Welcome to my therapy journal. I write in here everyday to process all the crazy thoughts swirling around in my head, to try and slow them down for a minute so I can breathe. It’s the journal of a 21 year old woman, living in NYC, fucking around, finding myself, and trying to have a little fun.
I can’t photograph the inside of my mind, so I let the emotions take over and just shoot. If I stop to think, I’ll never be able to keep going. When I shoot self-portraits, I get closer and closer to finding “myself,” but I haven’t found a single truth -- I am many things at once. I’m depressed and happy and horny and not in the mood and angry and hate life and love life so much and sometimes I have good days or hours or minutes and sometimes I want to evaporate into dust.
I took a year off school to work on my mental health, and everyone looked at my Instagram and wrote shit like: “omg gorgeous!” “love it” “looks like so much fun!!” (it was not fun). I hate Instagram, and it makes me hate myself.
Fuck them.
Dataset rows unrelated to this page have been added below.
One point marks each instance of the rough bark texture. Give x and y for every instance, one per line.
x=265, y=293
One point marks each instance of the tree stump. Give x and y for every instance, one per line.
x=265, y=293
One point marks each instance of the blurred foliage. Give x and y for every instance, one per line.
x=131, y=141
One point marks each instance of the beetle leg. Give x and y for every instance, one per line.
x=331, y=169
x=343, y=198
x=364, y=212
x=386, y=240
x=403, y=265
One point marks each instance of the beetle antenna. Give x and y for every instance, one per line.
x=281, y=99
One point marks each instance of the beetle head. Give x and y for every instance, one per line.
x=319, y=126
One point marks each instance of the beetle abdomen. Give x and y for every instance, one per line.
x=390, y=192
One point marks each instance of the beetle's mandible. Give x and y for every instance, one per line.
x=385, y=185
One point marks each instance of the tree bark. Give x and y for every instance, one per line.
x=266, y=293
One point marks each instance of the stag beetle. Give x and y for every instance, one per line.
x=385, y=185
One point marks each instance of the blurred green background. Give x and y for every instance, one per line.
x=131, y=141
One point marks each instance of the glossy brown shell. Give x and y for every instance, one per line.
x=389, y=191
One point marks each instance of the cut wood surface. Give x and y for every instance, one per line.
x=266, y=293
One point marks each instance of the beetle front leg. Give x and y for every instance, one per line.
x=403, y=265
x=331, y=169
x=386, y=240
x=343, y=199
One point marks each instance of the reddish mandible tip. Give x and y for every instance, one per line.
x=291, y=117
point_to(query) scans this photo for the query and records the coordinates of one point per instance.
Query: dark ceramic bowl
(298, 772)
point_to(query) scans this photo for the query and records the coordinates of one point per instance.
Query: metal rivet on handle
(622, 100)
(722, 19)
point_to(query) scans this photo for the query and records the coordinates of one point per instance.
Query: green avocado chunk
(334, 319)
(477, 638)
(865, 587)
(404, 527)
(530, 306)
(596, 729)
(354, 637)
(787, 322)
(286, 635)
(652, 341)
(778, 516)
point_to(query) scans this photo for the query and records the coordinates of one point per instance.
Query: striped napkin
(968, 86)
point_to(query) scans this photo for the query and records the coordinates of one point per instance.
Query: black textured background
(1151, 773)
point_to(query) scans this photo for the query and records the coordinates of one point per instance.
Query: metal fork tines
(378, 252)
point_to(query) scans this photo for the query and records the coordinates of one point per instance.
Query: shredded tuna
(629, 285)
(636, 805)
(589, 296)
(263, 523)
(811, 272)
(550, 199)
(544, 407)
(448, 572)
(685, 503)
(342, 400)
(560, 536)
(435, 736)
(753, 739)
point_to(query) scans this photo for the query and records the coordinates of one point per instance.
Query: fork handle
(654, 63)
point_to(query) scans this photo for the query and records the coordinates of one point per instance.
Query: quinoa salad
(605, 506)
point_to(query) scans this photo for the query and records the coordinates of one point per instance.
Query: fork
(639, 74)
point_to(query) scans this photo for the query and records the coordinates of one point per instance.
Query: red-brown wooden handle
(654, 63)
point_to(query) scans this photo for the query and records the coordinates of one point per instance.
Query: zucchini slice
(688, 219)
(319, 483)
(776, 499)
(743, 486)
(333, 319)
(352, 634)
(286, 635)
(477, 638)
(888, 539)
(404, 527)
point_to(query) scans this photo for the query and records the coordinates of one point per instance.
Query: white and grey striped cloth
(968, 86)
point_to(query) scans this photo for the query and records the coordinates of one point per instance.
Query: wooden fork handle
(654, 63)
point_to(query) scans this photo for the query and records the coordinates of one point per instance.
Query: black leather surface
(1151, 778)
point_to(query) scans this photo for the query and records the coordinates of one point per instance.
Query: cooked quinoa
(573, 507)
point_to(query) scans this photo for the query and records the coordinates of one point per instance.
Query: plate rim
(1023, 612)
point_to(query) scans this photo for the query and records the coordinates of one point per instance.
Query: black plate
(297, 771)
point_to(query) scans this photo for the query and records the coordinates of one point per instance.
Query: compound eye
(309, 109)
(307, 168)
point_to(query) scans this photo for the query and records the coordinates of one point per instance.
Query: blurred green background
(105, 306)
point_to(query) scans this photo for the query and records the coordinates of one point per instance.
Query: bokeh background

I won’t perform for anyone’s pleasure -- I’m taking mine back. I want to cum first, demand what I want, I won’t shave my body hair or starve to be skinny or satisfy the male gaze. I want to love and be loved, and I need to be known deeply, in the lowest moments I hide in the dark and the triumphs I show to the world.
I’m doing better now, after LOTS of therapy (I’ll probably try to tell you to go to therapy, I love that shit -- it saved me), but everyday is a fight. Against the anxiety and depression, against the voices in my head and the ones outside it screaming YOU’RE NOT ENOUGH.